In the fall of 2011, Stephanie Jordan also concluded taping a movie soundtrack for film maker Lee Daniels’ production of “The Paperboy” which co-stars Matthew McConaughey, Nicole Kidman, Zac Efron, and John Cusack among others. This preceded her recording on the Holiday release of “Christmas with the New Orleans Ladies of Jazz” CD produced by her sister Rachel Jordan. The album features features New Orleans' renowned jazz divas; Germaine Bazzle, Leah Chase, and Stephanie Jordan performing their favorite holiday tunes with the Music Alive Ensemble.
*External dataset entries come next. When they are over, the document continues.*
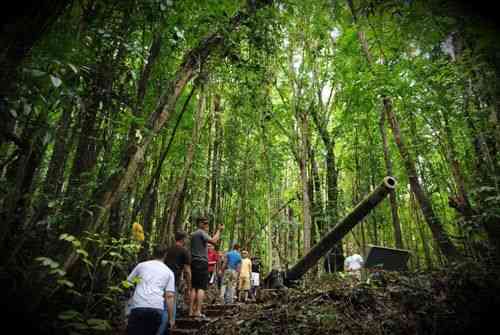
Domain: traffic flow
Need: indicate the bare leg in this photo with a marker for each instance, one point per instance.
(200, 295)
(192, 302)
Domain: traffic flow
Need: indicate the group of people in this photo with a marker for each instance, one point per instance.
(240, 276)
(160, 281)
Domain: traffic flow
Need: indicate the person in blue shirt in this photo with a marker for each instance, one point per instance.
(231, 268)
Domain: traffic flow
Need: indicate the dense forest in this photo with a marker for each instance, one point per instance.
(273, 118)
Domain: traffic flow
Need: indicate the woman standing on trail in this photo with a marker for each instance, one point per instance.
(245, 273)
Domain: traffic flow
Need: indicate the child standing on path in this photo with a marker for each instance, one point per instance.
(245, 273)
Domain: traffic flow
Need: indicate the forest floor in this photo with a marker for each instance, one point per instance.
(458, 300)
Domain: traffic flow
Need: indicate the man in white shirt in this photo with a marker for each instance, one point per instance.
(155, 287)
(353, 265)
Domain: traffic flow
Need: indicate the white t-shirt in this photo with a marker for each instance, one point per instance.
(354, 262)
(155, 279)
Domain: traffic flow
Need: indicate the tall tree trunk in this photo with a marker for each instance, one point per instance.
(214, 199)
(304, 177)
(396, 224)
(175, 199)
(22, 172)
(438, 232)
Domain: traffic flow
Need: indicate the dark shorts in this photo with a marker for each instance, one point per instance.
(199, 270)
(144, 321)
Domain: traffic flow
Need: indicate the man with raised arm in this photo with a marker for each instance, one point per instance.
(199, 264)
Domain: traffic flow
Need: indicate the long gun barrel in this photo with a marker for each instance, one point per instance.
(341, 229)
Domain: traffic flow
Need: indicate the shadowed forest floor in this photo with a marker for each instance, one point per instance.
(460, 300)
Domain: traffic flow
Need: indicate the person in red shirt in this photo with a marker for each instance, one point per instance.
(213, 257)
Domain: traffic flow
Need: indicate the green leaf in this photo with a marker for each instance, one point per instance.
(65, 282)
(55, 81)
(38, 73)
(82, 252)
(73, 68)
(99, 324)
(69, 315)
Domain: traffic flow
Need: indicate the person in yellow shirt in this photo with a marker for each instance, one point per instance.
(245, 275)
(138, 232)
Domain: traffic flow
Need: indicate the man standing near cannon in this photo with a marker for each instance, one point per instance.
(199, 264)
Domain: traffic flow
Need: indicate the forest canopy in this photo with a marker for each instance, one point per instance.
(122, 121)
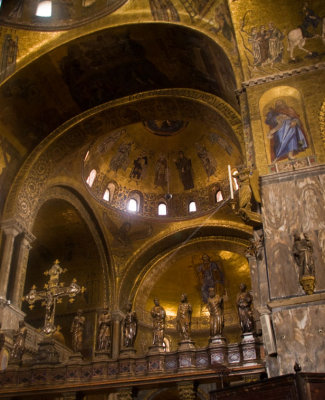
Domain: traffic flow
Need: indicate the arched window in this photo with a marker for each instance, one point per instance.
(86, 156)
(133, 205)
(91, 177)
(44, 9)
(162, 209)
(219, 196)
(235, 180)
(192, 206)
(106, 195)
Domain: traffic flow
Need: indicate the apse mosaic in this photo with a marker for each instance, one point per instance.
(129, 163)
(283, 35)
(59, 14)
(284, 122)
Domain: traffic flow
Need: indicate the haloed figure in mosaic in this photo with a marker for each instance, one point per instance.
(184, 318)
(158, 319)
(130, 327)
(286, 132)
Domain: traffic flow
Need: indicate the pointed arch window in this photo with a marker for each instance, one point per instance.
(133, 205)
(192, 206)
(91, 177)
(44, 9)
(162, 209)
(219, 196)
(106, 196)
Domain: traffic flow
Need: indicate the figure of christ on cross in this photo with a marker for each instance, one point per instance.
(53, 293)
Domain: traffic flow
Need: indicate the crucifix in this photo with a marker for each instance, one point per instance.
(53, 293)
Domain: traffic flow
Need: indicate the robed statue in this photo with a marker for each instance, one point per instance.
(244, 307)
(158, 320)
(19, 339)
(104, 331)
(129, 327)
(215, 307)
(77, 331)
(184, 318)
Stephanie Jordan has had the honor of singing for Vice President Joe Biden as well as being selected by the National Urban League to sing to Stevie Wonder during NUL’s 2012 National Conference. Jordan also performed at the private celebration ‘Oprah Winfrey and Friends of Susan Taylor’ at New York City's ESPACE in honor of Susan Taylor's 37 years of service to Essence magazine. Jordan was invited specifically to sing Susan’s favorite jazz tune; Here’s to Life. Stephanie is a featured performer at New Orleans Mayor Landrieu’s 2013 Mardi Gras Ball.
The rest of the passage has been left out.